Recent Indiana Department of Revenue decisions show strict interpretation of documentation requirements for R&D credit

Summary

Letter rulings recently issued by the Indiana Department of Revenue disallow research expense credits based on insufficient documentation (IN Department of Revenue Letters of Findings 02-20190975 & 02-20191105). Although the department acknowledged that in some cases the evidence pointed to the performance of qualifying R&D activities, the documentation was insufficient to meet the taxpayers’ burden of establishing they were entitled to claim credits for research expenses in Indiana.
 

Detail

The state of Indiana provides for an “Indiana qualified research expense” tax credit, which follows the federal credit for increasing research activities, with some modifications. Recent letter rulings delivered by the Indiana Department of Revenue have furnished a clearer understanding of the ways in which the state’s documentation requirements differ from those imposed by the Internal Revenue Code, as interpreted by the U.S. Tax Court.
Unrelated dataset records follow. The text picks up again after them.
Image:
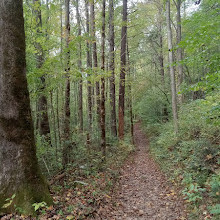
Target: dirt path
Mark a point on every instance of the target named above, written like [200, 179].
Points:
[145, 193]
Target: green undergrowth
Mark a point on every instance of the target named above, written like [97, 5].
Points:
[192, 158]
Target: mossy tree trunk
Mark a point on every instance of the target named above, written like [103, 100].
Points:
[19, 172]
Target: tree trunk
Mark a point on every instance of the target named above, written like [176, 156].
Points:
[102, 106]
[80, 68]
[161, 61]
[89, 66]
[130, 97]
[19, 172]
[67, 90]
[172, 72]
[179, 51]
[95, 59]
[122, 72]
[112, 67]
[44, 128]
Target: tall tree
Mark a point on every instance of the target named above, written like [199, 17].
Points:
[19, 172]
[102, 103]
[89, 66]
[112, 67]
[43, 121]
[171, 67]
[67, 89]
[80, 67]
[95, 58]
[121, 102]
[179, 50]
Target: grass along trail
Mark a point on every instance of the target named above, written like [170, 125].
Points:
[144, 192]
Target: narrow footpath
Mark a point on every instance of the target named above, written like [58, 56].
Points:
[144, 192]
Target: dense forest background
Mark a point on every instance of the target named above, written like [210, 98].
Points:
[95, 68]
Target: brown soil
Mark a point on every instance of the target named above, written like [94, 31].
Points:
[145, 193]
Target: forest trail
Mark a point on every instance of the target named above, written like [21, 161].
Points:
[144, 191]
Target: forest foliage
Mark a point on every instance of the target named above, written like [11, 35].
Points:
[94, 68]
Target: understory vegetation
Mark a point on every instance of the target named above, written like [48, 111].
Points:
[190, 157]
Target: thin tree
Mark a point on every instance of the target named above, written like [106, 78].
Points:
[89, 66]
[42, 114]
[112, 67]
[19, 172]
[179, 50]
[171, 67]
[95, 58]
[80, 68]
[67, 89]
[130, 101]
[102, 104]
[121, 102]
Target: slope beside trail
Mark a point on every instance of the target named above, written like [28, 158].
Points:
[144, 191]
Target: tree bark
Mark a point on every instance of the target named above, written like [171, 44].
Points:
[95, 58]
[67, 89]
[102, 104]
[89, 66]
[161, 61]
[122, 72]
[172, 71]
[44, 128]
[179, 51]
[80, 68]
[130, 97]
[19, 172]
[112, 67]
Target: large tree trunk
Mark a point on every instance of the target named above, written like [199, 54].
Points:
[121, 102]
[179, 51]
[162, 74]
[130, 97]
[112, 67]
[67, 91]
[43, 121]
[102, 106]
[172, 72]
[19, 172]
[95, 58]
[80, 68]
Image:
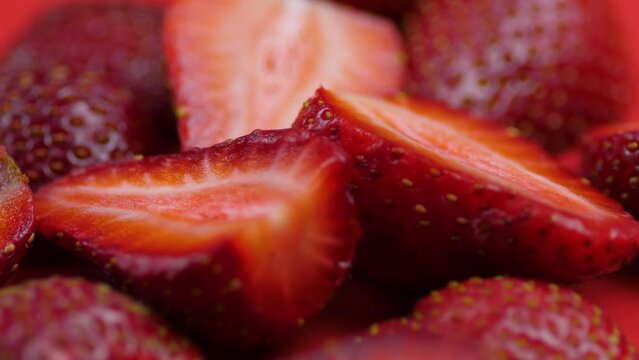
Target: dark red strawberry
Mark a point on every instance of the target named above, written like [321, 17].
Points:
[233, 76]
[239, 242]
[16, 215]
[393, 8]
[610, 163]
[64, 318]
[618, 296]
[54, 120]
[395, 340]
[523, 320]
[442, 196]
[549, 68]
[122, 40]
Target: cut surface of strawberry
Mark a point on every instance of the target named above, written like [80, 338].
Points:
[16, 215]
[549, 68]
[240, 241]
[523, 320]
[443, 196]
[231, 76]
[66, 318]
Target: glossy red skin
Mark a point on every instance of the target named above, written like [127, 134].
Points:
[523, 319]
[617, 295]
[610, 163]
[545, 102]
[75, 319]
[53, 124]
[196, 289]
[123, 41]
[504, 232]
[17, 218]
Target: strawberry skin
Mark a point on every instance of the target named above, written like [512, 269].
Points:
[123, 41]
[610, 163]
[549, 68]
[523, 320]
[16, 220]
[239, 242]
[64, 318]
[57, 119]
[231, 77]
[442, 196]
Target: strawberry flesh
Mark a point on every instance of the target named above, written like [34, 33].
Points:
[239, 242]
[232, 77]
[523, 319]
[442, 196]
[63, 318]
[16, 220]
[549, 68]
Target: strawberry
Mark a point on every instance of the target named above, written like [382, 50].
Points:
[64, 318]
[617, 295]
[394, 340]
[394, 9]
[523, 320]
[239, 242]
[231, 77]
[54, 120]
[442, 196]
[610, 162]
[16, 215]
[549, 68]
[124, 41]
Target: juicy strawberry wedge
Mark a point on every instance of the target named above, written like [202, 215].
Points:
[16, 215]
[239, 242]
[523, 320]
[240, 65]
[443, 196]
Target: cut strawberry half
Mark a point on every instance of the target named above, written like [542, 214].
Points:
[240, 242]
[240, 65]
[443, 196]
[16, 215]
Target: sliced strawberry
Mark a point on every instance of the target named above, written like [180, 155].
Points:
[394, 9]
[610, 162]
[60, 318]
[395, 340]
[523, 320]
[16, 215]
[549, 68]
[57, 119]
[618, 296]
[124, 41]
[240, 241]
[240, 65]
[442, 196]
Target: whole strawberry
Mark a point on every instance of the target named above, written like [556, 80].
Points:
[124, 41]
[57, 119]
[16, 215]
[523, 320]
[64, 318]
[610, 163]
[549, 68]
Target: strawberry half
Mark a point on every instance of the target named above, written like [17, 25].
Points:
[549, 68]
[57, 119]
[123, 41]
[443, 196]
[610, 162]
[233, 76]
[523, 320]
[16, 215]
[240, 241]
[60, 318]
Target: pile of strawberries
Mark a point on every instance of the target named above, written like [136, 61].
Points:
[300, 179]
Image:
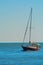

The state of Indiana has applied a strict interpretation, disallowing credits substantiated by employee oral evidence to calculate qualified research expenses (QREs).

The federal regulation governing substantiation requirements for research credits states that taxpayers claiming credits “must retain records in sufficiently usable form and detail to substantiate that the expenditures claimed are eligible for the credit.” In Union Carbide Corp. v. Commissioner of Internal Revenue, the courts held that employee testimony, affirmed by some documentation, was sufficient to substantiate wage QREs. The recent letter rulings released by the Indiana Department of Revenue make clear that Indiana’s interpretation of the federal statute requires particular attention to be paid to the documentation supporting QREs.

Although it is unknown whether the taxpayers at issue in the letter rulings provided compelling corroborating evidence to support employee testimony related to wage QREs, the text of the rulings suggests that no after-the-fact testimony, recollection, or interview will be permitted to support credits calculated. Per the Department of Revenue, “interviewing employees to reconstruct the activities believed to qualify (or not qualify) is insufficient in determining what employees did and whether such expenses qualify for the research credit.” Instead, documentation must be contemporaneous. While this is similar to the federal requirement, federal examiners and federal courts have accepted oral evidence in conjunction with other documentary evidence to support claims, while Indiana appears to solely accept contemporaneous documentation.